Wilhelms Zimmer, Tove Ditlevsen

In Tove Ditlevsens Werk finden sich sehr viele autobiographische Bezüge. Das zeigt sie in besonders tragischer Weise an diesem Buch, mit dem sie ihren eigenen Freitod vorwegnahm. Das auf Dänisch erstmals 1975 erschienene Buch dürfte zum letzten gehören, was sie geschrieben hat, bevor sie sich im März 1976 das Leben nahm.

In diesem Roman taucht die Autorin gleich doppelt auf. Sie verarbeitet die Geschichte ihrer 22jährigen vierten Ehe mit dem Zeitungsredakteur Victor Andreasen, mit dem sie von 1951 bis 1973 verheiratet war und einen Sohn hatte. Im Roman nennt sie die Ehefrau Lise Mundus und benutzt damit (wie schon im Roman „Gesichter“) den Geburtsnamen ihrer Mutter für die Protagonistin, die eine bekannte Schriftstellerin ist, wie die Autorin selbst. Der Ehemann wird Wilhelm genannt und ist Zeitungsredakteur.

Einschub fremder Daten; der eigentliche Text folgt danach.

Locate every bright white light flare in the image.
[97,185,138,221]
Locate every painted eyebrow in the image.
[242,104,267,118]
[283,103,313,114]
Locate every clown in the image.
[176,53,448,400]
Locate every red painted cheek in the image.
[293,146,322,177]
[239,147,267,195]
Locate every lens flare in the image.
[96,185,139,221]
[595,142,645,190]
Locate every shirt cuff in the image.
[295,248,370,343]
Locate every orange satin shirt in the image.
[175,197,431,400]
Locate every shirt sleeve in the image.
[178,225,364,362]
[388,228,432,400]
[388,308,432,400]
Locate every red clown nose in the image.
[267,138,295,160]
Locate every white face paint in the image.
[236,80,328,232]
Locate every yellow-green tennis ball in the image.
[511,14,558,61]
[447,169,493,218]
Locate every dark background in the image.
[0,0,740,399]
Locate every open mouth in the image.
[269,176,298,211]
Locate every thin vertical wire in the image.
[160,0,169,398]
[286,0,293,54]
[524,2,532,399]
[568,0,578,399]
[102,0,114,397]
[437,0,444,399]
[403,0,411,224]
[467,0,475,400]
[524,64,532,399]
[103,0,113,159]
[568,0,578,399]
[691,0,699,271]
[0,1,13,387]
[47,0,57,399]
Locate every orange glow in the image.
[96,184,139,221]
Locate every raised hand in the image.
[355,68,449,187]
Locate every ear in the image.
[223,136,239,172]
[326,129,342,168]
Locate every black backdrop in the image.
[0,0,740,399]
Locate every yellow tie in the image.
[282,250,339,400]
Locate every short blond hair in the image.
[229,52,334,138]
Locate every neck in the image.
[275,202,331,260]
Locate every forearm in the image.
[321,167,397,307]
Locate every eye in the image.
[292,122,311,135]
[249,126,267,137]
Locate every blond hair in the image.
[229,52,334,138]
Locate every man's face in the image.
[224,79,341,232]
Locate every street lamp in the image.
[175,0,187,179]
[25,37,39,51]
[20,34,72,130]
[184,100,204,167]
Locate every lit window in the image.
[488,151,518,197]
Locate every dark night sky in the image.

Die Geschichte wird erzählt von „Tove“, da die Ehefrau aufgrund der Trennung des Paares bereits tot sei.

„Ich will ein Buch über Wilhelms Zimmer schreiben und über die Ereignisse, die darin stattfanden oder von ihm ausgingen, die, die zu Lises Tod führten, den ich nur überlebt habe, um ihre und Wilhelms gemeinsame Geschichte niederzuschreiben. Einen anderen Sinn hat mein Dasein nicht mehr.“ (S. 9/10)

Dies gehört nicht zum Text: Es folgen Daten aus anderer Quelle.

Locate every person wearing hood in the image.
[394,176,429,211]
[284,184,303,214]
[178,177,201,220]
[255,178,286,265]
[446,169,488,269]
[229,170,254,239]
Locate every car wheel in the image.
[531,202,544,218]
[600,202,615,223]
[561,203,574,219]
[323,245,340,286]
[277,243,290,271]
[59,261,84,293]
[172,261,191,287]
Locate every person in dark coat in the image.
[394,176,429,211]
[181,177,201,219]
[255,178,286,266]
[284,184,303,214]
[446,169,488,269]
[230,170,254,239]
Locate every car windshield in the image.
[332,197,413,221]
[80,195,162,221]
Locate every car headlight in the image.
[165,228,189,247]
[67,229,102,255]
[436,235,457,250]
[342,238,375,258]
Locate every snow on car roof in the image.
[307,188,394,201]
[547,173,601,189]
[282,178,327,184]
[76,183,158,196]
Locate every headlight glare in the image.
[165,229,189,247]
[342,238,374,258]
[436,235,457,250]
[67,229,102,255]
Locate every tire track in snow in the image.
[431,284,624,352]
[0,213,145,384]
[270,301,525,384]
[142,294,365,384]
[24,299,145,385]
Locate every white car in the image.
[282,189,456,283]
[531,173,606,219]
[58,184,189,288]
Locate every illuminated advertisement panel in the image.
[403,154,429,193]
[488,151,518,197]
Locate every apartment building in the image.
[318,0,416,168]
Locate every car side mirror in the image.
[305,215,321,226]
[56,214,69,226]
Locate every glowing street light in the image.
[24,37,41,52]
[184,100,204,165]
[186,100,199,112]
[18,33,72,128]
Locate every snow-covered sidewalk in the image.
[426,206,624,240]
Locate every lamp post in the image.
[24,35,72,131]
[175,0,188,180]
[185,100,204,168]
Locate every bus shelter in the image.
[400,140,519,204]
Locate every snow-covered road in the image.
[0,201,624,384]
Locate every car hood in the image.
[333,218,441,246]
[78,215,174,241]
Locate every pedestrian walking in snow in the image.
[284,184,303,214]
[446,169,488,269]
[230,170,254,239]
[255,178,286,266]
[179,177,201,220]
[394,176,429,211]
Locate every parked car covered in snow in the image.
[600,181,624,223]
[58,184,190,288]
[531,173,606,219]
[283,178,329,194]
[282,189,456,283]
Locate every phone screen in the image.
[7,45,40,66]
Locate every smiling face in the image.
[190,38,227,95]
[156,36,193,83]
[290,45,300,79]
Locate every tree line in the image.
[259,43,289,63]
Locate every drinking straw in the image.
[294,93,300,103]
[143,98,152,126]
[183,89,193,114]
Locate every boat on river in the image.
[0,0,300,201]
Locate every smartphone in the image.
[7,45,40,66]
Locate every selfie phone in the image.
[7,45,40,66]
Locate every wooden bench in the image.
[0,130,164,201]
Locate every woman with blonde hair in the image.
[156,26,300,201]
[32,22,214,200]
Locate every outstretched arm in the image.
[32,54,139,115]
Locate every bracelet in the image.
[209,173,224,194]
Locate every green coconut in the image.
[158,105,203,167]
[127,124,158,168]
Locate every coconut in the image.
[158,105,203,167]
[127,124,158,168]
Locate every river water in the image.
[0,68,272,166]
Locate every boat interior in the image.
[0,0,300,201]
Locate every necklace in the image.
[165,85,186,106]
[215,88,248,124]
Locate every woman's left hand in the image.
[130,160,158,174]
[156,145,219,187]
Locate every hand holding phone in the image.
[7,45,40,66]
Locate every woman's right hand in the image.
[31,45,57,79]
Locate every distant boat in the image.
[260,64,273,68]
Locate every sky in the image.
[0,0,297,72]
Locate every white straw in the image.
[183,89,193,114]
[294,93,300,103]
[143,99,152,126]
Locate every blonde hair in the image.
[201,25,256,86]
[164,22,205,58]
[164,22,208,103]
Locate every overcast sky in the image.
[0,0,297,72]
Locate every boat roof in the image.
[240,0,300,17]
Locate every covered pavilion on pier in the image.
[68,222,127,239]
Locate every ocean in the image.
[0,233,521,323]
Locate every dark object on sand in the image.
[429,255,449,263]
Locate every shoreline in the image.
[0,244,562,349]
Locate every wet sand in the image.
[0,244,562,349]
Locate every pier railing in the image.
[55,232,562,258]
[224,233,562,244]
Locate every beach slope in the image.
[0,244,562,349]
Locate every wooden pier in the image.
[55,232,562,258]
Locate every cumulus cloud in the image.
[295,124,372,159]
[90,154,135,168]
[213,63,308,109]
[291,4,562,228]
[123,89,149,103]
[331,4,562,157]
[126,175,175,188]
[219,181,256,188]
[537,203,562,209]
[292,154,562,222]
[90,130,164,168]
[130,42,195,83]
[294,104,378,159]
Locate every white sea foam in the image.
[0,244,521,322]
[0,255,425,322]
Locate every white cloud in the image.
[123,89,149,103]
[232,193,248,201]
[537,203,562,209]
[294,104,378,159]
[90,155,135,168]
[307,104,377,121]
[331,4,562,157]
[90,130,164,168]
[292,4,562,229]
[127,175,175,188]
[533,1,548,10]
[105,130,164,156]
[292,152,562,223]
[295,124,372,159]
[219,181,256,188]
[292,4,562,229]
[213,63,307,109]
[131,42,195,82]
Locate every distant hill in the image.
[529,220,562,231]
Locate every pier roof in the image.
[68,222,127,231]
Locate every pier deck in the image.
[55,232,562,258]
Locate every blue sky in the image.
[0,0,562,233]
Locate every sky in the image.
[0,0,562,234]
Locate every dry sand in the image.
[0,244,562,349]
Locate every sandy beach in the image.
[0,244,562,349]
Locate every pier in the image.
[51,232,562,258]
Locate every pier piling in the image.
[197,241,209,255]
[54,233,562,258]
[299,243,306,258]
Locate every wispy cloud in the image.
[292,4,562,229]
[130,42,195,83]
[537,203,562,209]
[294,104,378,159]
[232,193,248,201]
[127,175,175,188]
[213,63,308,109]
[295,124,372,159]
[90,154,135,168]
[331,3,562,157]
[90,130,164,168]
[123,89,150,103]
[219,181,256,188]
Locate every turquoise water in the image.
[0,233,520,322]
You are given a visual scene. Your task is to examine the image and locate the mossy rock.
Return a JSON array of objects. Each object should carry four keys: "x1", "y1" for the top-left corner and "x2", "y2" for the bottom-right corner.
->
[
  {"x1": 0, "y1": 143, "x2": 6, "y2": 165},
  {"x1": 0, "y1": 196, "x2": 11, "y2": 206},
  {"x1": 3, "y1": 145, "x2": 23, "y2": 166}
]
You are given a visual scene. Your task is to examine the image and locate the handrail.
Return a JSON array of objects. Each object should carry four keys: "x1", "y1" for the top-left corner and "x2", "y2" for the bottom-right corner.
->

Bereits zu Beginn des ersten Kapitels wird die traurige Perspektive des Buches offenbart. Ebenso wird sofort klar, dass es sich um eine Hassliebe mit teilweise grotesken Ausmaßen gehandelt hat. Das Paar lebte bis vor kurzem mit dem 15jährigen Sohn Tom und der Haushälterin Frau Andersen in einem Mehrfamilienhaus. Wilhelm hatte wechselnde Geliebte, mit denen Lise (um das Verhältnis wissend) teilweise in regem Austausch stand oder sogar freundschaftlich verbunden war. Beide Eheleute haben einander das Leben zur Hölle gemacht und den jeweils anderen absichtlich zutiefst beleidigt und seelisch verletzt. Dennoch kamen sie ohne einander nicht aus. Die Ehe scheint langweilig geworden zu sein, nachdem Wilhelm Lise erfolgreich aus ihrer Drogensucht geholfen hatte. Lise hat mehrfache Suizidversuche hinter sich, die sie nach eigenen Angaben aber nie erst meinte. Als Wilhelm zu einer Geliebten zieht, gibt Lise eine Heiratsanzeige in der Zeitung auf, durch die sie aus einer Nervenheilanstalt heraus einen 20 Jahre jüngeren Mann kennenlernt, der zur Untermiete ein Stockwerk über ihr im gleichen Haus wohnt. Er zieht zu ihr.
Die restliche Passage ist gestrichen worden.